How and why the L.A. Times failed in its report on Holocaust deniers

By Tom Tugend, Contributing Editor

[Related story: Michael Berenbaum, Opinion]

Balanced Coverage?

In its article on "Danger in Denying the Holocaust?", did the Los Angeles Times exercise the traditional journalistic canon of presenting both sides of a contentious issue, or did the paper fall into the trap of giving obvious falsehood equal space with the truth?

To survivors and experts on the Holocaust, there is little doubt that the Times and reporter Kim Murphy gave credence to the lies of the deniers in the name of journalistic impartiality.

Belsen girls"It is a sign of immaturity, and inexperience on the reporter's part, to try and balance everything, because there are some things that can't be balanced," says Arthur Stern, a veteran of Bergen-Belsen and a Jewish Federation lay leader.

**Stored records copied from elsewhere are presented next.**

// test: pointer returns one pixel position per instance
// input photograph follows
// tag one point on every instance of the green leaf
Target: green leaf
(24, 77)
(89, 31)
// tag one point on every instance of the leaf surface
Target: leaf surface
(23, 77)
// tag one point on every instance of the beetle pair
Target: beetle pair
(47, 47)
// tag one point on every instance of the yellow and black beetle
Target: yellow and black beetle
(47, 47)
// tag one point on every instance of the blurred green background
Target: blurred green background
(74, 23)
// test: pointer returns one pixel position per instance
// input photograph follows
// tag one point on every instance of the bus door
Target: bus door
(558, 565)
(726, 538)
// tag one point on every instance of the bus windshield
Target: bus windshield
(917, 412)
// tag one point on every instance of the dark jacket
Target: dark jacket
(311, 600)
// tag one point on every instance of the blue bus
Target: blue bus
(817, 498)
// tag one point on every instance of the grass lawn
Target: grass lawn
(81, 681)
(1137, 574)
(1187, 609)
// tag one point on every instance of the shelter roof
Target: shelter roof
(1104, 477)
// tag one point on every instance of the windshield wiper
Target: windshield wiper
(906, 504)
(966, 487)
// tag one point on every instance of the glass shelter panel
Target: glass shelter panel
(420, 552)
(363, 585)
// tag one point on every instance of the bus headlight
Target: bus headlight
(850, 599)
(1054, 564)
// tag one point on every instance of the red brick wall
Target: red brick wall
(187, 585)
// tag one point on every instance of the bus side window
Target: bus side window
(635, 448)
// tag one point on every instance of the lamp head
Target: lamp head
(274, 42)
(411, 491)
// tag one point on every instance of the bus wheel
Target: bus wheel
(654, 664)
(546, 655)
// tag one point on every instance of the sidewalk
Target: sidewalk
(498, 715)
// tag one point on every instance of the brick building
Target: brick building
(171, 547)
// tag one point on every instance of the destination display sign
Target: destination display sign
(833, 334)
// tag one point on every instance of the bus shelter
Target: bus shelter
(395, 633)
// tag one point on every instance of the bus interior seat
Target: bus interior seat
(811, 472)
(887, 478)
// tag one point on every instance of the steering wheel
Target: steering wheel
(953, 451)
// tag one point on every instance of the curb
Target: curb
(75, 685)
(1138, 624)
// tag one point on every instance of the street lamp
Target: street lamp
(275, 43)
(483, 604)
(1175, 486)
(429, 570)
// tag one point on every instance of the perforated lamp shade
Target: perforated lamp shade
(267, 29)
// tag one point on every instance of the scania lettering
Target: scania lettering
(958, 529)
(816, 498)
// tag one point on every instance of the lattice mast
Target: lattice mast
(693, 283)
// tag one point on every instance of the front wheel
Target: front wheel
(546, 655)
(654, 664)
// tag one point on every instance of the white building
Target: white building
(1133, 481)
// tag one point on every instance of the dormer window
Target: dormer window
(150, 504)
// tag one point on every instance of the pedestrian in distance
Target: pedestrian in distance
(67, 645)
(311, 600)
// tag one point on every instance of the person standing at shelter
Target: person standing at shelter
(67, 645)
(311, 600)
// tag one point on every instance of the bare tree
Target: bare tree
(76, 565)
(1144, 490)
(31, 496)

"I fear that at some point in the future, everything reported about the Nazi regime will be gray, and nothing will any longer be black and white," he adds.

Rabbi Abraham Cooper, associate dean of the Simon Wiesenthal Center, faults the Times' report on the same basis, and also charges that the article suffered from a glaring omission.

"The reporter left out the most crucial element, namely the confessions of the war criminals themselves," says Cooper. "The Nazis left an extensive paper trail and there are any number of quotes and statements by Himmler, Goebbels and Auschwitz commandant Rudolf Hoess, clearly documenting the extent of the Holocaust."

To Harold Schulweis, author and rabbi, of Valley Beth Shalom, denial of the Holocaust is "the ultimate obscenity... like poking in the cremated ashes of a loved one.

"What is the motivation behind saying that Jews died 'only' of starvation and typhus, but not gassing? It's like telling a person after a terrible tragedy to cheer up," he observes.

Yet, Schulweis feels that once revisionists and the likes of Pat Buchanan advance their twisted arguments, they must be confronted and their deceptions refuted, even if it makes us uncomfortable.

From that perspective, Schulweis does not fault the Times for presenting the revisionists' point of view in its columns, "I was not offended by the article," he says. "I see no advantage in shooting the messenger [for the unpleasant message]."

Others were less tolerant of the article.

"How can you even discuss whether 6 million or 5.1 million Jews were killed?", asked survivor and business leader Nathan Shapell. "After all these years, for a newspaper like the Los Angeles Times to print such an article is ridiculous."

William Elperin was equally blunt. The president of the 1939 Club, made up of survivors and their families, declared that "It's a travesty that at the beginning of the new millennium, elderly Holocaust survivors, who have gone through so much, still have to deal with this garbage."

To David Lehrer, regional director of the Anti-Defamation League, "The Times badly missed the mark... it gives a legitimacy to revisionists that they don't deserve."

While neither Lehrer nor others interviewed charged the Times with hidden conspiracies or malicious intent in publishing the article, the ADL director found it "inadvertently offensive."


Whatever the impact of the Times article, it will be eclipsed in the next few months by the London trial of a libel suit by revisionist David Irving against Holocaust historian Deborah Lipstadt.

This courtroom drama, notes the Jerusalem Post, is expected to be the most highly publicized Holocaust trial since Adolf Eichmann's in 1961.

The paper cites the view of the eminent Israeli historian Yehuda Bauer of Yad Vashem, who sees the trial as a wonderful chance to debunk the deniers.

The Holocaust, says Bauer, "is not on trial... This is not a danger; this is an opportunity. I think these trials are very important because they bring to the fore a problem of historical truth... It's a tremendous opportunity for legitimate historians to prove what they are saying."

Others are less sanguine, fearing that the slightest legal infraction could lead to a judgment that would reward Irving with a technical victory.

Lehrer of the ADL shares the concern. "There is always a possibility, especially under British libel laws, of losing a case on a technicality."